Problem 17

Question

Examine the function for relative extrema and saddle points. $$ f(x, y)=(x+y) e^{1-x^{2}-y^{2}} $$

Step-by-Step Solution

Verified
Answer
To verify whether a point is a local minimum, maximum, or saddle point, we first find the first order derivatives. Solve these for zero to get critical points then evaluate the second order derivatives at these points. Combined they make the Hessian determinant, whose sign will classify the critical points into relative extrema and saddle points.
1Step 1: Evaluate first order partial derivatives
The partial derivatives of \(f(x, y)=(x+y) e^{1-x^{2}-y^{2}}\) with respect to \(x\) and \(y\) are: \[ f_x=e^{1-x^{2}-y^{2}}(1-2x^{2}-y)+ (x+y) e^{1-x^{2}-y^{2}} (-2x) \] \[ f_y=e^{1-x^{2}-y^{2}}(1-x^{2}-2y^{2})+ (x+y) e^{1-x^{2}-y^{2}} (-2y) \]
2Step 2: Find critical points
Any point where \(f_x = 0\) and \(f_y = 0\) are simultaneous is a critical point. Solving these two equations will give us the critical points.
3Step 3: Compute second order partial derivatives
Evaluate second order partial derivatives \(f_{xx}\), \(f_{xy}\), \(f_{yx}\), \(f_{yy}\).
4Step 4: Classify critical points
Use the second partial derivatives to calculate Hessian determinant: \(D= f_{xx}*f_{yy} - f_{xy}*f_{yx}\). If \(D > 0\) and \(f_{xx}>0\), the point is a relative minimum. If \(D > 0\) and \(f_{xx}<0\), the point is a relative maximum. If \(D < 0\), the point is a saddle.

Key Concepts

Critical Points in CalculusSecond Order Partial DerivativesHessian DeterminantMultivariable Calculus
Critical Points in Calculus
Critical points are pivotal in calculus when analyzing a multivariable function like \( f(x, y)=(x+y)e^{1-x^2-y^2} \). They represent the locations on a graph where the function's gradient is zero or where the partial derivatives do not exist. To find critical points, we calculate the function's first-order partial derivatives and determine where they simultaneously equal zero.

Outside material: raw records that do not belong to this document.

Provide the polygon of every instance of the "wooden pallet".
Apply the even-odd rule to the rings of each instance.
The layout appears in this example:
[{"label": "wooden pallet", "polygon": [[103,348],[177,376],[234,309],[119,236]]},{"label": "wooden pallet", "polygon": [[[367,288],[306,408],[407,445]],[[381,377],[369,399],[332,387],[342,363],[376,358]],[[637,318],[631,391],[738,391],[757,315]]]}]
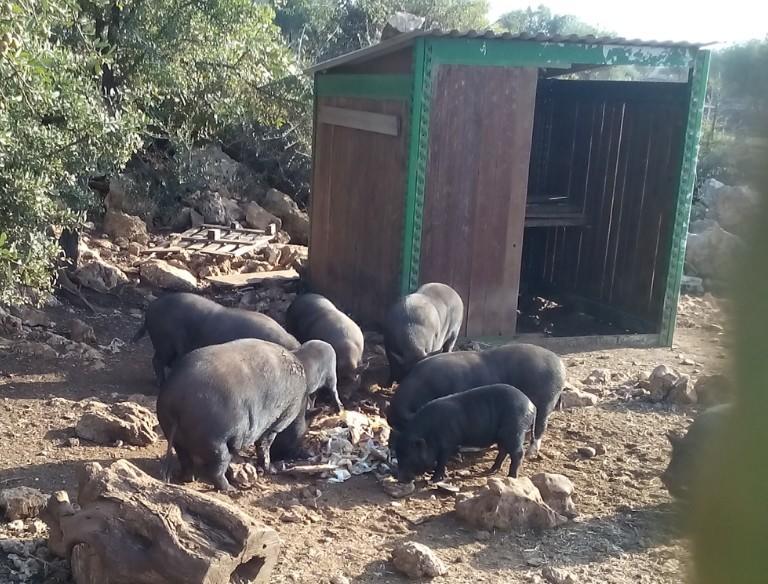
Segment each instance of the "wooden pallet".
[{"label": "wooden pallet", "polygon": [[274,225],[271,232],[261,229],[241,229],[221,225],[200,225],[171,237],[167,245],[144,250],[144,254],[169,254],[192,251],[211,255],[238,257],[265,247],[275,237]]}]

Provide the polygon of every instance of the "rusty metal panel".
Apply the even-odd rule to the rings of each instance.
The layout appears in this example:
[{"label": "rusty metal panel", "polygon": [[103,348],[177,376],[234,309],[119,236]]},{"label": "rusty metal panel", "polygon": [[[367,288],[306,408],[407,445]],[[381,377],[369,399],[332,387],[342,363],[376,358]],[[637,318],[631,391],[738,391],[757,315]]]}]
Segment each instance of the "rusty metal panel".
[{"label": "rusty metal panel", "polygon": [[420,281],[444,282],[459,292],[464,334],[510,335],[537,73],[441,65],[435,75]]}]

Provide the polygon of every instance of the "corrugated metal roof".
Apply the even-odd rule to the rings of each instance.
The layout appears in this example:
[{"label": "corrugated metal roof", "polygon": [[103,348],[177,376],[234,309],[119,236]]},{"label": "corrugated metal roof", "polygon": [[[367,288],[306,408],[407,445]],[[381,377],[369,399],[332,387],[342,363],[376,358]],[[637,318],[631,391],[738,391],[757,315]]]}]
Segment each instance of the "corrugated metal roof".
[{"label": "corrugated metal roof", "polygon": [[536,41],[541,43],[576,43],[576,44],[590,44],[590,45],[618,45],[629,47],[660,47],[660,48],[699,48],[706,45],[714,44],[712,42],[706,43],[692,43],[692,42],[675,42],[675,41],[653,41],[642,39],[627,39],[624,37],[612,37],[612,36],[595,36],[595,35],[544,35],[544,34],[528,34],[528,33],[499,33],[492,30],[440,30],[433,28],[430,30],[414,30],[399,34],[384,42],[371,45],[364,49],[358,49],[345,55],[322,61],[309,69],[309,73],[315,73],[316,71],[323,71],[325,69],[332,69],[339,65],[347,65],[349,63],[363,63],[374,57],[381,57],[388,53],[392,53],[405,46],[410,45],[415,39],[419,37],[451,37],[451,38],[485,38],[485,39],[503,39],[513,41]]}]

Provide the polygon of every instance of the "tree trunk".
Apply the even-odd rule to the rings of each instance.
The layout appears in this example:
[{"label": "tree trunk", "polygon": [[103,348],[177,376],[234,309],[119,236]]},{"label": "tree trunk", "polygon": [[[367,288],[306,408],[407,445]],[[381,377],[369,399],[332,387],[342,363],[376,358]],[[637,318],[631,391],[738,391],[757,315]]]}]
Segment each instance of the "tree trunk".
[{"label": "tree trunk", "polygon": [[126,460],[78,473],[80,509],[54,493],[42,514],[48,546],[77,584],[262,584],[277,562],[275,531],[234,504],[160,482]]}]

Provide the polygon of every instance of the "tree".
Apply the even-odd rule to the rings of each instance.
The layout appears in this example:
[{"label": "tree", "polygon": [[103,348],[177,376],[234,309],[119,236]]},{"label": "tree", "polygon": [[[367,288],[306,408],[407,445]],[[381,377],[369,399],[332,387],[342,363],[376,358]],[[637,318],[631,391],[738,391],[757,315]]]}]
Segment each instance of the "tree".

For instance, by setting the first-order partial derivatives \( f_x \) and \( f_y \) of our example function to zero, we are effectively searching for coordinate pairs \( (x, y) \) that might mark spots where relative extrema or saddle points occur on the function's surface. These points are where the function changes behavior, and identifying them is a crucial step in function analysis in multivariable calculus.
Second Order Partial Derivatives
Second order partial derivatives are derivatives taken twice with respect to one or more variables, indicating how the rate of change itself changes. In our function \( f(x, y)=(x+y)e^{1-x^2-y^2} \), after finding the critical points, we delve into second order partial derivatives such as \( f_{xx} \), \( f_{xy} \), \( f_{yx} \), and \( f_{yy} \).

These derivatives give us insight into the curvature of the function's graph at the critical points. For example, \( f_{xx} \) and \( f_{yy} \) describe the concavity in each of the x- and y-directions, respectively, while \( f_{xy} \), which should be equal to \( f_{yx} \) based on Clairaut's theorem, represents the curvature in the direction of the slant or mixed partial derivative.
Hessian Determinant
In the context of multivariable calculus, the Hessian determinant is a key indicator used to classify critical points. It is obtained from the matrix of second order partial derivatives, called the Hessian matrix. For our function, the determinant is calculated as \( D = f_{xx}*f_{yy} - (f_{xy})^2 \).

The value of the Hessian determinant informs us of the nature of a critical point. A positive determinant suggests that the point is a local extremum — a minimum if \( f_{xx} > 0 \) and a maximum if \( f_{xx} < 0 \). Conversely, a negative determinant indicates that the critical point is a saddle point. The Hessian thus plays a crucial role in optimizing functions across multiple dimensions.
Multivariable Calculus
Multivariable calculus extends single-variable calculus concepts to functions of several variables, like \( f(x, y) \) in our example. This field allows us to explore more complex real-world systems where outcomes depend on multiple inputs. In essence, while derivative and integral calculus in one dimension gives us rates of change and total accumulation along a single line, multivariable calculus does so along surfaces and within volumes in higher dimensions.

Understanding the behavior of functions within this framework involves tools like gradient vectors, directional derivatives, multiple integrals, and the various theorems interlinking these concepts, such as Green's, Stokes', and the Divergence Theorem. Such extensive analysis aids in predicting and controlling dynamic systems in fields as varied as physics, engineering, and economics.